The maintainers of Matplotlib, scikit-learn, IPython, Jupyter, yt, SciPy, NumPy, and scikit-image have come together and agreed on a plan for Python and Numpy version support called NEP 29. In light of this plan, the Scikit-HEP developers have adopted the following guidelines for the Scikit-HEP packages.
- All packages in Scikit-HEP must support Python 3, with minimum Python 3 versions listed in NEP 29.
- New packages in Scikit-HEP are recommended to have one complete release (1.0 or equivalent) for Python 2.7. If users request fixes/patches be available for Python 2.7, they can be applied to a branch on top of this release (this can be viewed as an LTS release, similar to IPython 5). Users of Python 2.7 can pin this version (and recent versions of
pipcan recognize this automatically, as well).
- After this point, packages in Scikit-HEP are recommended to drop Python 2 support for all future versions, starting immediately (unless they have not reached the 1.0 status yet).
- New packages introduced into Scikit-HEP are not required to have a Python 2 compatible release.
Beyond these guidelines, NEP 29 can be followed exactly. We do not expect to be able to maintain anything Numpy does not.
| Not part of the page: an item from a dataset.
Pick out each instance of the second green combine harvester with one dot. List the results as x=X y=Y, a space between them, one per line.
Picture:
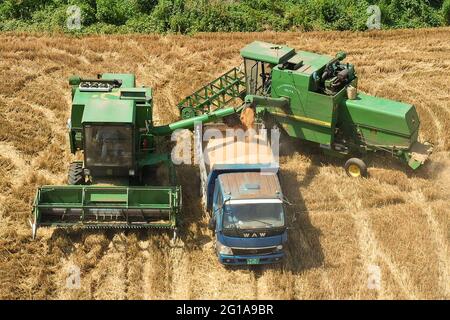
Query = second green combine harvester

Individual packages within Scikit-HEP may have user communities or needs that require specific support to be maintained. Package maintainers can choose to be more lenient than this plan recommends, though they will have to take on the required burden of doing so.
Python 2 has reached end of life as of January 1st, 2020. No more code changes to fix bugs and security flaws will be made past that point (the final 2.7 release in April 2020). Numpy, IPython, Matplotlib, Pandas, and other major packages have already dropped support for Python 2, and many more packages have made a pledge to do so.
The above plan currently deviates from NEP 29 primarily in the support of Python 2 (LTS releases for Python 2, and some packages continuing support for Python 2). This is currently necessary due to the prevalence of Python 2 in our field. However, since the versions of all dependencies are becoming locked to legacy versions for Python 2, including Python itself, we can do the same. Legacy code is just that, and can use legacy versions of our software too. Users starting analysis with our tools, or developing new tools, do not need to be using Python 2.